They call it the Goudou Goudou, or le tremblement de terre. Both translate to the day the earth shook. Two years ago, on January 12, 200,000 people were killed and 1.3 million became homeless in less than a minute when a magnitude 7 earthquake rocked Haiti.
Once named the “Pearl of the Antilles” for its wealth in natural resources and value as a French colony, Haiti has been oppressed and neglected by many in recent decades. It now faces crippling levels of overpopulation, political corruption, illiteracy, and disease, as well as the lowest per capita income of any country in the Western Hemisphere. Overcrowding and demand for wood charcoal have led to severe deforestation and soil erosion throughout the country, presenting a problem for farmers struggling to grow enough food for their families, let alone earn a sufficient additional income. Food security—particularly micronutrient consumption—is a serious concern when analyzing childhood malnutrition. According to a 2009 UNICEF report, 87 out of every 1,000 children under the age of five died. Malnutrition is responsible for about 60 percent of all childhood deaths in Haiti, and 42 percent of surviving children experience permanently stunted growth and varying degrees of physical and mental impairment due to protein and vitamin deficiencies. All of these issues were present before the earthquake brought Haiti under the global spotlight.
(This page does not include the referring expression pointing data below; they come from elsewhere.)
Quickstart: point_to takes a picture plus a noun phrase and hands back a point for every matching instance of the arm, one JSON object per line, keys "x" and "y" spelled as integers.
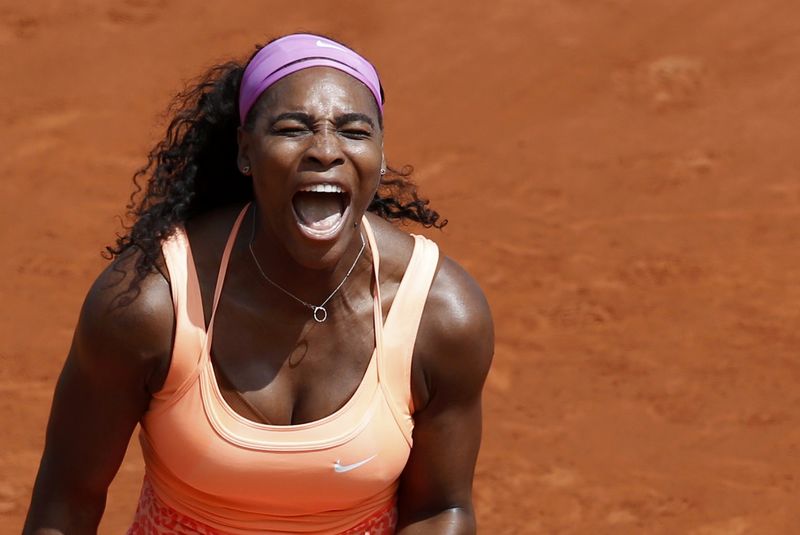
{"x": 119, "y": 354}
{"x": 453, "y": 352}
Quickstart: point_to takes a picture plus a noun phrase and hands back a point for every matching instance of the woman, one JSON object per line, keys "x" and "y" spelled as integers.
{"x": 276, "y": 336}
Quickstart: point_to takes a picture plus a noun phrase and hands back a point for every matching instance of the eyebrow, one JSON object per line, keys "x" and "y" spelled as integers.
{"x": 307, "y": 120}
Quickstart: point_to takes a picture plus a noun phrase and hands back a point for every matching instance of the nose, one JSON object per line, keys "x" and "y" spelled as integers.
{"x": 325, "y": 150}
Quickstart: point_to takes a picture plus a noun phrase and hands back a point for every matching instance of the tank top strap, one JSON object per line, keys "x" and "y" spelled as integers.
{"x": 377, "y": 309}
{"x": 223, "y": 269}
{"x": 189, "y": 318}
{"x": 402, "y": 324}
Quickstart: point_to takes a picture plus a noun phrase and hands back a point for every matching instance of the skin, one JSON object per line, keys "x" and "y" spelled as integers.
{"x": 266, "y": 349}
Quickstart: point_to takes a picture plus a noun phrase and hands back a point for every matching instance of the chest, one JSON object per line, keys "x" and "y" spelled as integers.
{"x": 274, "y": 364}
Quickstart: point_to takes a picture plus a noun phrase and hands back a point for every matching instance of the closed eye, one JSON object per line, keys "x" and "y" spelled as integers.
{"x": 356, "y": 133}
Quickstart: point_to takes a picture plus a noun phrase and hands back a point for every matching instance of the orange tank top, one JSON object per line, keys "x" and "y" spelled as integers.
{"x": 207, "y": 462}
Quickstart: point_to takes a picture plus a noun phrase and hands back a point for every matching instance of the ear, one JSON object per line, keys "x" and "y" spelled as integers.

Two years have passed, but the devastation still lingers. In September 2011, I took my first drive through Port-au-Prince to the city of Léôgane, where I would work as the Maternal and Child Health Intern for the Children’s Nutrition Program of Haiti. As we bumped along National Highway #2, dodging lakes in the broken road, I gazed at the tent cities and slums with assorted NGO labels scattered across them that litter almost every corner of the city. The trash was ankle deep in some areas and political graffiti covered every building: “Trente-Six Mwa!”—or 36 months, the length of time the government was unable to pay its employees after the disaster. Broken glass glistened along the tops of walls. Despite these conditions, regular people went about their regular business. Vendors lined the lengths of the flooded street while dogs, goats, pigs, chickens, TapTaps, motos, and kids filled the road. There was so much life in a city that looked like it just narrowly escaped death.
Léôgane was the epicenter of the earthquake, and is now referred to as a “Republic of NGOs” because of the rush of aid that flooded in immediately after the disaster. The road to recovery is daunting. Trying to create sustainable solutions to the seemingly endless list of problems is like playing a game of pick-up sticks—you can’t eradicate childhood malnutrition without also addressing women’s empowerment and education, and you can’t build a community center without first paying the mayor. Relief efforts, though valiant, risk creating a dependency cycle. Some have asked, “What’s the point? Shouldn’t we just pull out and let them (Haitians) sort it out themselves?”
My response, after three months of working on the ground in Haiti, wrestling with my own (sometimes jaded) opinion, is this: There is hope. There are wonderfully passionate people working towards “building back a better,” stronger, and more stable Haiti, as medical anthropologist and Deputy UN Special Envoy to Haiti Paul Farmer says.
The Children’s Nutrition Program of Haiti has been working in Léôgane for fourteen years, empowering communities to raise a healthy generation of Haitian children, who in turn, it is hoped, will raise Haiti from poverty. CNP employs community nutrition workers who work within their own communities to educate mothers and their families on fundamental hygiene practices and dynamic nutritional information. In this way, communities are provided with the knowledge needed to feed their children balanced meals, which is crucial for cognitive development. The rate of severe malnutrition in Léôgane since the integration of CNP and its programs has dropped dramatically. They now focus on prevention, and are currently mapping every house in the rural villages of Léôgane commune with the aim of monitoring the growth of every child under five. CNP also operates a therapeutic feeding program in urban areas where they distribute the high-caloric food supplement, Plumpy Nut, to underweight children. Community involvement and collaboration has been key to the success of CNP, a model for sustainable development.
My three months in Haiti taught me how to bargain in Kréyòl, to dance salsa, and to work hard and laugh easily. As we enter the third post-quake year, it is important that while we remember disaster, we also remember the beauty and potential that Haiti holds.